Health update #1

I just wanted to offer a brief update to the community re: my health. (For context, read: “A New Diagnosis to Add to the List”). In December/January, I had three surgeries: a craniocervical fusion and two surgeries in my lumbar spine to remove a hematoma that was compressing my spinal cord (a complication from a prior blood patch) as well as a tethered cord release, a condition I was probably born with.

The surgeries were a success: the craniocervical fusion corrected my central apnea as well as neurological symptoms including the numbness and weakness I was having on the right side of my face and arm. The hematoma removal + tethered cord release corrected the bilateral numbness, weakness and pain I was having in my legs. I can stand up straight, no longer have to sleep in a fetal position, and for the first time since July, don’t have to worry I will suddenly stop breathing.

Yep, those are my stitches. Sorry if they are a little squeam-inducing but trust me, it’s much better than seeing what it looks like open. :D

While the surgeries have contributed to my well-being and were all absolutely necessary in my case, it’s unclear what effect they have had on my systemic symptoms. I still have MCAS. I still have POTS (although lately, it seems to come and go). Right now, I am largely bedridden — to be clear, a familiar state of affairs for me these seven years— but I am able to do more out of bed with each passing day. Whether or not I still have PEM is hard to say as I am not well enough to crash myself. Or at least, my energy envelope is beyond the scope of what I am mentally and physically able to do given the weakness, pain and deconditioning from my surgery. The side effects from medication have been, to put it mildly, rough. I am still not back to my 2017 baseline, when I was well enough to travel and promote Unrest. In short, I have no miracle to announce and do not know what effect, if any, these surgeries have had on my systemic symptoms. But these are early days. While it is up and down, I’ve been improving every week.

Before doing a surgery like this, my surgeon is very careful to make sure his patients understand that surgery is not a panacea. That it will not in many cases correct the systemic conditions like MCAS or POTS, let alone, PEM, although surgery has improved or resulted in remission of these symptoms in some cases. He considers surgery a last resort, an option for patients with more severe presentations of craniocervical instability when conservative interventions have failed. While it is true that some patients do experience remission or improvement of systemic symptoms, we simply don’t have the data to quantify or describe what the impact of these surgeries are on people with ME who don’t meet the traditional EDS criteria.

All the EDS surgeons say that 50% of the outcome really depends on the patient. What they mean is that the investment patients make in physical therapy and rehabilitation the 12 months after is really important for maximizing the benefit of the surgeries. Unfortunately, we don’t know a lot about what an ideal physical therapy plan looks like for someone with ME.

For my part, I am extraordinarily grateful for the neurological improvements the surgeries have brought and the chance they’ve given me to live a higher quality of life. It will take 12 months of healing and physical therapy to really find out what my long-term prospects look like. I think only then will I be able to judge the outcome. For now, I am in bed most of the time resting, letting Mother Nature do her work and trying to engage in as much gentle movement as possible, in bed and out, within the scope of my limits. Monday, I went out to dinner for the first time since my birthday in September! Wednesday I had out of control brain inflammation and didn’t get out of bed all day. It’s a process…
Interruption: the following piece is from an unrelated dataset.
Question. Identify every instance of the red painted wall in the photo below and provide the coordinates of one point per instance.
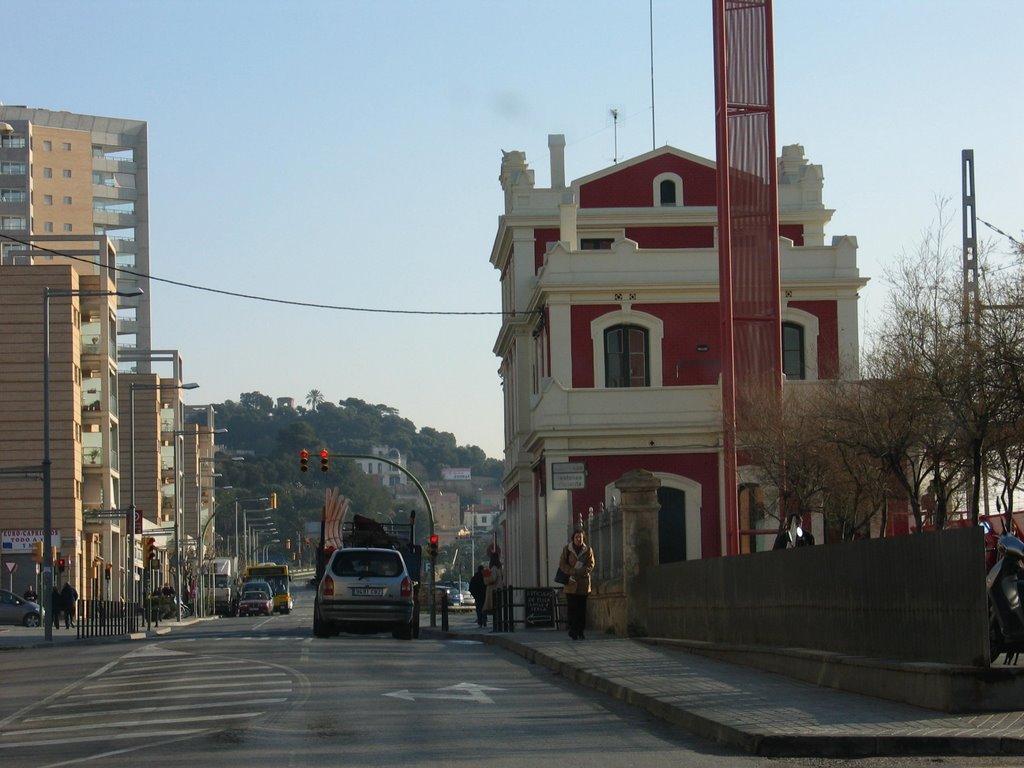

I think I will emerge from this stronger in the long run. I encourage everyone who thinks a CCI diagnosis might apply to them to get that diagnosis so you can at a minimum better protect and care for yourself and explore conservative treatment options. If you are a surgical candidate, I highly encourage you to go slow, research all the options, seek second opinions, talk to other patients, understand the risks, and to think not just about the surgery but about pain management, your personal reaction to anesthesia and medications, and your post-surgical care plan, which may require additional care-taking at home as well as a plan for physical therapy.

Thank you everyone for your kind thoughts and well-wishes.